Module composition in environments
The environment main.tf composes modules and passes outputs from one as inputs to another:
# environments/prod/main.tf
module "vpc" {
source = "../../modules/vpc"
environment = var.environment
vpc_cidr = var.vpc_cidr
availability_zones = var.availability_zones
enable_nat_gateway = true
}
module "eks" {
source = "../../modules/eks"
environment = var.environment
private_subnet_ids = module.vpc.private_subnet_ids
vpc_id = module.vpc.vpc_id
eks_cluster_role_arn = module.iam.eks_cluster_role_arn
eks_nodes_role_arn = module.iam.eks_nodes_role_arn
kubernetes_version = var.kubernetes_version
instance_type = var.instance_type
}
module "rds" {
source = "../../modules/rds"
environment = var.environment
private_subnet_ids = module.vpc.private_subnet_ids
vpc_id = module.vpc.vpc_id
multi_az = true
backup_retention = 7
deletion_protection = true
}
The same modules are called in environments/dev/main.tf with enable_nat_gateway = false, multi_az = false and backup_retention = 1. The module implementation does not change. Only the configuration values differ.
State isolation
Each environment has its own backend.tf pointing to a separate S3 prefix:
# environments/prod/backend.tf
terraform {
backend "s3" {
bucket = "company-terraform-state"
key = "prod/terraform.tfstate"
region = "eu-west-1"
dynamodb_table = "terraform-locks"
encrypt = true
}
}
State isolation is not optional in team environments. Without separate state files, a terraform apply in dev reads and potentially modifies the same state that prod depends on. A corrupted state file becomes an incident.

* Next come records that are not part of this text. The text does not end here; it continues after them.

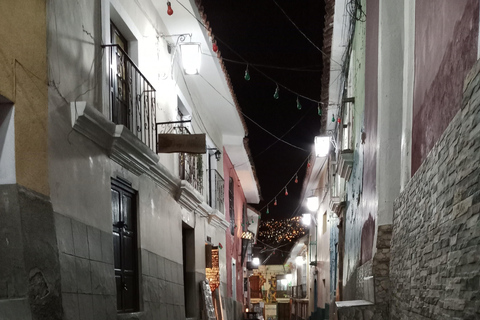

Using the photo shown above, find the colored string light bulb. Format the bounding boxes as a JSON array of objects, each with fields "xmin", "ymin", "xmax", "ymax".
[
  {"xmin": 167, "ymin": 1, "xmax": 173, "ymax": 16},
  {"xmin": 243, "ymin": 64, "xmax": 250, "ymax": 81},
  {"xmin": 273, "ymin": 84, "xmax": 280, "ymax": 99}
]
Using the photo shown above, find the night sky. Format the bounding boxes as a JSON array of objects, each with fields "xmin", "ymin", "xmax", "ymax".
[{"xmin": 202, "ymin": 0, "xmax": 326, "ymax": 264}]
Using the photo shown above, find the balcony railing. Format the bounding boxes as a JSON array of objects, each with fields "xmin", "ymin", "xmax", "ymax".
[
  {"xmin": 156, "ymin": 120, "xmax": 203, "ymax": 194},
  {"xmin": 102, "ymin": 44, "xmax": 157, "ymax": 151},
  {"xmin": 290, "ymin": 284, "xmax": 307, "ymax": 299},
  {"xmin": 180, "ymin": 153, "xmax": 203, "ymax": 194},
  {"xmin": 208, "ymin": 169, "xmax": 225, "ymax": 214}
]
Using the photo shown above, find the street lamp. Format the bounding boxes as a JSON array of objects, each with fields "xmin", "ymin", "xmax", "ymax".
[
  {"xmin": 315, "ymin": 136, "xmax": 330, "ymax": 157},
  {"xmin": 307, "ymin": 196, "xmax": 319, "ymax": 211},
  {"xmin": 180, "ymin": 42, "xmax": 202, "ymax": 74}
]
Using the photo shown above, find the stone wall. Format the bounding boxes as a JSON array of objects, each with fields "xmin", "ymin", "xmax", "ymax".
[
  {"xmin": 390, "ymin": 62, "xmax": 480, "ymax": 320},
  {"xmin": 0, "ymin": 184, "xmax": 64, "ymax": 320}
]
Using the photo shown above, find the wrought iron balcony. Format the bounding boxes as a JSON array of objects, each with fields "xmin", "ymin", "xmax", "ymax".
[
  {"xmin": 102, "ymin": 44, "xmax": 157, "ymax": 151},
  {"xmin": 208, "ymin": 169, "xmax": 225, "ymax": 214},
  {"xmin": 290, "ymin": 284, "xmax": 307, "ymax": 299},
  {"xmin": 156, "ymin": 120, "xmax": 203, "ymax": 194}
]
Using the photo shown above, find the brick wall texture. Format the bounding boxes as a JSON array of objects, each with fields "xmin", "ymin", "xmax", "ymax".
[{"xmin": 390, "ymin": 58, "xmax": 480, "ymax": 320}]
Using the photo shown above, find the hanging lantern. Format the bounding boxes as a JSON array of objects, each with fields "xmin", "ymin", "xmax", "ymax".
[
  {"xmin": 273, "ymin": 84, "xmax": 280, "ymax": 99},
  {"xmin": 243, "ymin": 64, "xmax": 250, "ymax": 81},
  {"xmin": 167, "ymin": 1, "xmax": 173, "ymax": 16}
]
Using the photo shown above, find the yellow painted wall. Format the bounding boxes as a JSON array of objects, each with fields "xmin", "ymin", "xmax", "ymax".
[{"xmin": 0, "ymin": 0, "xmax": 49, "ymax": 195}]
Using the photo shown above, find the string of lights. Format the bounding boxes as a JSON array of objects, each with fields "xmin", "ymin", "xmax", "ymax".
[
  {"xmin": 199, "ymin": 74, "xmax": 308, "ymax": 154},
  {"xmin": 202, "ymin": 52, "xmax": 322, "ymax": 72},
  {"xmin": 195, "ymin": 76, "xmax": 312, "ymax": 224},
  {"xmin": 172, "ymin": 0, "xmax": 323, "ymax": 107}
]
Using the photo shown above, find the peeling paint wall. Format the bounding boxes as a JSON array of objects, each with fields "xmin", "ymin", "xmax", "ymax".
[
  {"xmin": 223, "ymin": 149, "xmax": 246, "ymax": 303},
  {"xmin": 342, "ymin": 1, "xmax": 376, "ymax": 285},
  {"xmin": 0, "ymin": 0, "xmax": 50, "ymax": 195},
  {"xmin": 412, "ymin": 0, "xmax": 479, "ymax": 175}
]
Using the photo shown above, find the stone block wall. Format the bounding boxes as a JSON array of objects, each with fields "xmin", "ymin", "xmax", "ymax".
[
  {"xmin": 390, "ymin": 62, "xmax": 480, "ymax": 320},
  {"xmin": 55, "ymin": 213, "xmax": 117, "ymax": 320},
  {"xmin": 0, "ymin": 184, "xmax": 64, "ymax": 320},
  {"xmin": 140, "ymin": 249, "xmax": 185, "ymax": 319}
]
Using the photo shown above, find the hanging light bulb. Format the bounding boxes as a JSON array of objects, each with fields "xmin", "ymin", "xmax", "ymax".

DynamoDB locking prevents concurrent applies against the same state file. Without locking, two engineers running terraform apply simultaneously can produce a corrupted state that cannot be recovered without manual intervention.

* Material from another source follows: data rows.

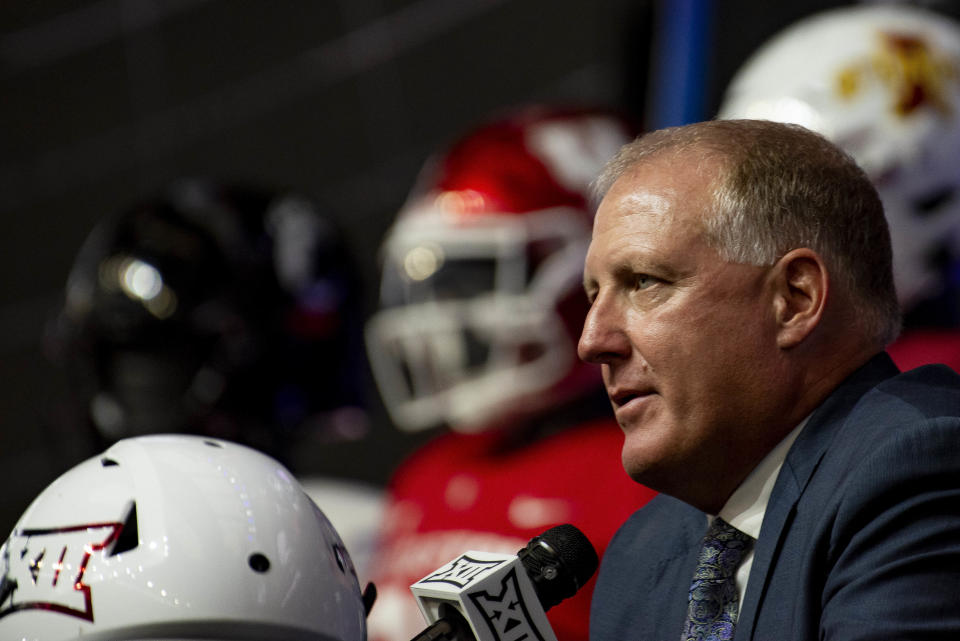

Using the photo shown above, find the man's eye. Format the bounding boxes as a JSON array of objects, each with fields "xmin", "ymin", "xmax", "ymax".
[{"xmin": 634, "ymin": 274, "xmax": 657, "ymax": 289}]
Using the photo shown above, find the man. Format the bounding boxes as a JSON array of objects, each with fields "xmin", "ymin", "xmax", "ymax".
[{"xmin": 579, "ymin": 120, "xmax": 960, "ymax": 641}]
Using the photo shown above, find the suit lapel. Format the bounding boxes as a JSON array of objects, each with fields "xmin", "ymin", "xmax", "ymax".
[{"xmin": 734, "ymin": 353, "xmax": 898, "ymax": 641}]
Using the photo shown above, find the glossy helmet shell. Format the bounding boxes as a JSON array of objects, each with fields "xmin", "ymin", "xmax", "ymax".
[
  {"xmin": 48, "ymin": 179, "xmax": 365, "ymax": 456},
  {"xmin": 0, "ymin": 435, "xmax": 365, "ymax": 641},
  {"xmin": 719, "ymin": 3, "xmax": 960, "ymax": 310},
  {"xmin": 366, "ymin": 108, "xmax": 632, "ymax": 432}
]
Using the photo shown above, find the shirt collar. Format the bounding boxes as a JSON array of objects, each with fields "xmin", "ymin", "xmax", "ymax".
[{"xmin": 717, "ymin": 416, "xmax": 810, "ymax": 539}]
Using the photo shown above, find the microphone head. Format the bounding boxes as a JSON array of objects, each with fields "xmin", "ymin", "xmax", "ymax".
[{"xmin": 517, "ymin": 523, "xmax": 599, "ymax": 610}]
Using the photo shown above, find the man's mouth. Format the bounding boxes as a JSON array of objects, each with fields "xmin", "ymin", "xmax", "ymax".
[{"xmin": 609, "ymin": 390, "xmax": 649, "ymax": 408}]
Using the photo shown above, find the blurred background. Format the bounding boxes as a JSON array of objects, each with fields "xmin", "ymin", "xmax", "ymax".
[{"xmin": 0, "ymin": 0, "xmax": 960, "ymax": 533}]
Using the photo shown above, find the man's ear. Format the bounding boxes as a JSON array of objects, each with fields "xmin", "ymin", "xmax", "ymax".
[{"xmin": 771, "ymin": 247, "xmax": 830, "ymax": 349}]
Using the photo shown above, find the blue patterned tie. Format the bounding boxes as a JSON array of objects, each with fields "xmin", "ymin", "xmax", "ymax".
[{"xmin": 680, "ymin": 519, "xmax": 753, "ymax": 641}]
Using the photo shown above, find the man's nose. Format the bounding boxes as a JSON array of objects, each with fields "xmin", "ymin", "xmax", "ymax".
[{"xmin": 577, "ymin": 296, "xmax": 630, "ymax": 365}]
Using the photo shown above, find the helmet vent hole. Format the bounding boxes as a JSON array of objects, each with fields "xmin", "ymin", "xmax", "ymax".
[
  {"xmin": 247, "ymin": 552, "xmax": 270, "ymax": 574},
  {"xmin": 110, "ymin": 504, "xmax": 140, "ymax": 556}
]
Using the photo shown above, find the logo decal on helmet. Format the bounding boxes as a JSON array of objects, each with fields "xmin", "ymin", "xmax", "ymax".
[
  {"xmin": 836, "ymin": 32, "xmax": 960, "ymax": 118},
  {"xmin": 0, "ymin": 523, "xmax": 123, "ymax": 622}
]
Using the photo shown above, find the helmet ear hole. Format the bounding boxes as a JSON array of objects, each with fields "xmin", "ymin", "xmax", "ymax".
[
  {"xmin": 247, "ymin": 552, "xmax": 270, "ymax": 574},
  {"xmin": 110, "ymin": 500, "xmax": 140, "ymax": 556}
]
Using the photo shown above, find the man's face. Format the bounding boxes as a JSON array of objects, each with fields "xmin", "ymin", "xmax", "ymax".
[{"xmin": 579, "ymin": 156, "xmax": 782, "ymax": 498}]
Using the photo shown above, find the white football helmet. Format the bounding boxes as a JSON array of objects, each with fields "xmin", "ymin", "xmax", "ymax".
[
  {"xmin": 718, "ymin": 4, "xmax": 960, "ymax": 310},
  {"xmin": 0, "ymin": 435, "xmax": 366, "ymax": 641},
  {"xmin": 367, "ymin": 109, "xmax": 632, "ymax": 432}
]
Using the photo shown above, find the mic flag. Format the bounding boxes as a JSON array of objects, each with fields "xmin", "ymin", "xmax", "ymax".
[
  {"xmin": 410, "ymin": 550, "xmax": 557, "ymax": 641},
  {"xmin": 410, "ymin": 524, "xmax": 598, "ymax": 641}
]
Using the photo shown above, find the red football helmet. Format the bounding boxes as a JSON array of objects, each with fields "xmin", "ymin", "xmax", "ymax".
[{"xmin": 367, "ymin": 108, "xmax": 632, "ymax": 432}]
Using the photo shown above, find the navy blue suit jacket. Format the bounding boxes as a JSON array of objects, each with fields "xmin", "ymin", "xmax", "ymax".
[{"xmin": 590, "ymin": 354, "xmax": 960, "ymax": 641}]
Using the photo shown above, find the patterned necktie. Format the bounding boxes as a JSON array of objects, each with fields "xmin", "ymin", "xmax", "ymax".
[{"xmin": 680, "ymin": 519, "xmax": 753, "ymax": 641}]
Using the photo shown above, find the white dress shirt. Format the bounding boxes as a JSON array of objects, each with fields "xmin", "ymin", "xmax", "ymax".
[{"xmin": 708, "ymin": 417, "xmax": 809, "ymax": 606}]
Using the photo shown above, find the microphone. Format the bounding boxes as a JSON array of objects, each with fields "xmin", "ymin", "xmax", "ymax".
[{"xmin": 410, "ymin": 524, "xmax": 599, "ymax": 641}]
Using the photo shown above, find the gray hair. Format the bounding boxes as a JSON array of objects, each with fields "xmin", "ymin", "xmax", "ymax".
[{"xmin": 593, "ymin": 120, "xmax": 901, "ymax": 345}]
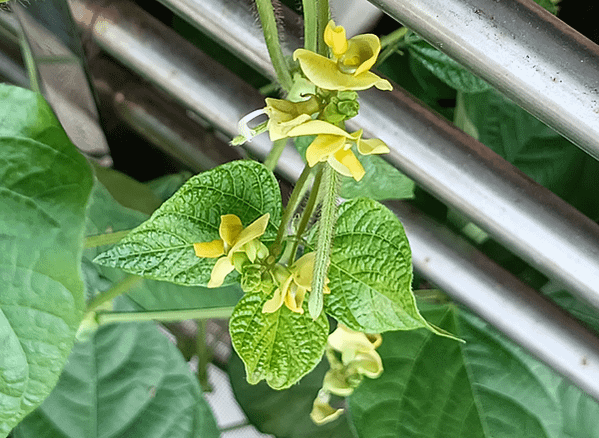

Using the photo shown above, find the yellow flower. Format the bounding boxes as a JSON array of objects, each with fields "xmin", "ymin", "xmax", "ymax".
[
  {"xmin": 293, "ymin": 20, "xmax": 393, "ymax": 90},
  {"xmin": 262, "ymin": 252, "xmax": 330, "ymax": 314},
  {"xmin": 287, "ymin": 120, "xmax": 389, "ymax": 181},
  {"xmin": 193, "ymin": 213, "xmax": 270, "ymax": 287},
  {"xmin": 325, "ymin": 324, "xmax": 383, "ymax": 380},
  {"xmin": 264, "ymin": 96, "xmax": 320, "ymax": 141}
]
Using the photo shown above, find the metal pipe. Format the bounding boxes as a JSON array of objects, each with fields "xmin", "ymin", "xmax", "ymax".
[
  {"xmin": 369, "ymin": 0, "xmax": 599, "ymax": 159},
  {"xmin": 389, "ymin": 202, "xmax": 599, "ymax": 400},
  {"xmin": 70, "ymin": 0, "xmax": 301, "ymax": 180},
  {"xmin": 154, "ymin": 0, "xmax": 599, "ymax": 322},
  {"xmin": 52, "ymin": 0, "xmax": 599, "ymax": 399}
]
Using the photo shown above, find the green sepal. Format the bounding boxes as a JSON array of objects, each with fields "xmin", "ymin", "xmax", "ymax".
[
  {"xmin": 229, "ymin": 293, "xmax": 329, "ymax": 389},
  {"xmin": 94, "ymin": 161, "xmax": 282, "ymax": 286}
]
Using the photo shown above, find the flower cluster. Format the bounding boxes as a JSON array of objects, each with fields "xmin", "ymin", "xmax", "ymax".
[
  {"xmin": 234, "ymin": 20, "xmax": 392, "ymax": 181},
  {"xmin": 193, "ymin": 213, "xmax": 330, "ymax": 314},
  {"xmin": 193, "ymin": 213, "xmax": 270, "ymax": 287},
  {"xmin": 262, "ymin": 252, "xmax": 331, "ymax": 314},
  {"xmin": 310, "ymin": 324, "xmax": 383, "ymax": 424}
]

Dependency graph and circular references
Modules create explicit dependency relationships. IAM roles needed by EKS are defined in the IAM module and passed as inputs to the EKS module. This prevents the circular reference problem where two modules each need something from the other.

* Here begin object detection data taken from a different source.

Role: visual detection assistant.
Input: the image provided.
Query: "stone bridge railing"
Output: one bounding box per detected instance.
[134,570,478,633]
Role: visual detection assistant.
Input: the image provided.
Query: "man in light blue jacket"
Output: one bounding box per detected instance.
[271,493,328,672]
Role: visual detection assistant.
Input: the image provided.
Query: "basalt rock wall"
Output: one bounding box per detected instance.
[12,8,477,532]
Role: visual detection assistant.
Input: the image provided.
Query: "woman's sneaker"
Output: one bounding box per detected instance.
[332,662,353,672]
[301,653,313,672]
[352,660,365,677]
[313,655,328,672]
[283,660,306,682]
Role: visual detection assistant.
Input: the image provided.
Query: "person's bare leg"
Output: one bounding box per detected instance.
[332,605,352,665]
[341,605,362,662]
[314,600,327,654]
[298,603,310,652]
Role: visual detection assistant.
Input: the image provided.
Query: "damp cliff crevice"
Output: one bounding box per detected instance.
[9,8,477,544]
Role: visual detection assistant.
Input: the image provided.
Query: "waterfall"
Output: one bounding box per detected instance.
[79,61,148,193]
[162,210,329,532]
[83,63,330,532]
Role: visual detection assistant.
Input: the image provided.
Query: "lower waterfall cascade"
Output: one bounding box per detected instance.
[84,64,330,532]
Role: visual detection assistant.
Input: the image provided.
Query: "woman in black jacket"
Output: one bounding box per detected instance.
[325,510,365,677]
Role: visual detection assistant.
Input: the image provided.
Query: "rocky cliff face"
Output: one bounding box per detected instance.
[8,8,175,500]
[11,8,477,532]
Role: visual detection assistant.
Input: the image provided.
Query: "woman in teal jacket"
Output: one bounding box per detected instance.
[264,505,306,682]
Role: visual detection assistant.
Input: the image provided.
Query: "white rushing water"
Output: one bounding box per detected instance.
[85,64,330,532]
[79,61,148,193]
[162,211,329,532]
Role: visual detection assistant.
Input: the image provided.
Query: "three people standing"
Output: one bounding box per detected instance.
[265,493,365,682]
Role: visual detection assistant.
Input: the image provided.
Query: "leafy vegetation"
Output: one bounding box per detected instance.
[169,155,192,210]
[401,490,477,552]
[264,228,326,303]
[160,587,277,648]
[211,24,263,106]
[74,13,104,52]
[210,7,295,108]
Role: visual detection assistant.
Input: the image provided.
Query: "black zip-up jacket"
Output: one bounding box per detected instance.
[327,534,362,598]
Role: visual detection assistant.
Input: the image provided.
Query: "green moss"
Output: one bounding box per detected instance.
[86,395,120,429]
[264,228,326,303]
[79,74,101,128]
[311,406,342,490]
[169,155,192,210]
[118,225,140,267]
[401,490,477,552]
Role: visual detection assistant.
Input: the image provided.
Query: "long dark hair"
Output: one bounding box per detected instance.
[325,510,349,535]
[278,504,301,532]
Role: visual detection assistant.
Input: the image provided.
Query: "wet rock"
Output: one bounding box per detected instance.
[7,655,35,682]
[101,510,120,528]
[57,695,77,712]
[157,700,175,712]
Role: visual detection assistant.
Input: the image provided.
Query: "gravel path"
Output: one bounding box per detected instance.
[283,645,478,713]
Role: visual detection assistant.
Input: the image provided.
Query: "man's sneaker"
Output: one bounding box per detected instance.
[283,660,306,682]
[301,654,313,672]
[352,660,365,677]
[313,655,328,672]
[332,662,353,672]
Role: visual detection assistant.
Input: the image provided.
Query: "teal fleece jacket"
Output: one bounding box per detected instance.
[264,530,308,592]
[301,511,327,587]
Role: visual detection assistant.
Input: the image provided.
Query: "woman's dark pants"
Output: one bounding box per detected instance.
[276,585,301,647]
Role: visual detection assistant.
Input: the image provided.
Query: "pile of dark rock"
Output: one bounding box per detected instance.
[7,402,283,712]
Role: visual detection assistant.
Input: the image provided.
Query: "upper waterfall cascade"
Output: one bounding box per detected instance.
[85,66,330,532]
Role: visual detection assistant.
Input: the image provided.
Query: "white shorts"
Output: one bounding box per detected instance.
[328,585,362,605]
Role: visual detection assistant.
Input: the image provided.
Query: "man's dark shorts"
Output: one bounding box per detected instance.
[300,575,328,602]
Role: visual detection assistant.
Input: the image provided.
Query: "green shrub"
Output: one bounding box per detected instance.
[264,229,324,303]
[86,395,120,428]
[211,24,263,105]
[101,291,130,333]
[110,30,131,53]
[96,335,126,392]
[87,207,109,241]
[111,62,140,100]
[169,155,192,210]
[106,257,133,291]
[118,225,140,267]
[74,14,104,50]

The pattern: resource dependencies should flow in one direction. Network → IAM → Compute → Data. A module at a lower layer should never accept inputs from a module at a higher layer.
Operational Considerations
Apply order — the first apply of a new environment takes 30-45 minutes. EKS cluster provisioning alone takes 15-20 minutes. RDS Multi-AZ provisioning takes another 10-15 minutes. Subsequent applies that change only application configuration (image tags, task counts) take under 2 minutes because infrastructure resources are stable.
Separating infrastructure from application changes — a Helm chart image tag update should not run in the same terraform apply as a VPC CIDR expansion. Two different pipeline stages, triggered by different file path changes, keep infrastructure changes rare and deliberate while application changes stay fast.
Module versioning — in a multi-team environment, modules published as shared libraries should use semantic versioning. Callers pin to a specific version tag. A breaking change to a module interface increments the major version; existing callers are not affected until they explicitly upgrade.
Validation in CI — every pull request should run:
terraform fmt -check
terraform validate
terraform plan -detailed-exitcode
-detailed-exitcode returns exit code 2 when there are changes to apply, 0 when there are none, 1 on error. This makes it possible to fail a pull request when unexpected infrastructure changes appear in the plan.
Outcome
A modular Terraform codebase has these properties at steady state: dev and prod use the same code paths — only variable values differ, making environment parity verifiable rather than assumed. New environments are provisioned by creating a new directory with a terraform.tfvars file, not by copying and editing dozens of files. Individual modules can be updated without touching unrelated infrastructure. The blast radius of a change is scoped to the modules that change touches.
Infrastructure drift — the state where the actual environment diverges from what is documented in code — becomes detectable by terraform plan rather than discoverable by incident.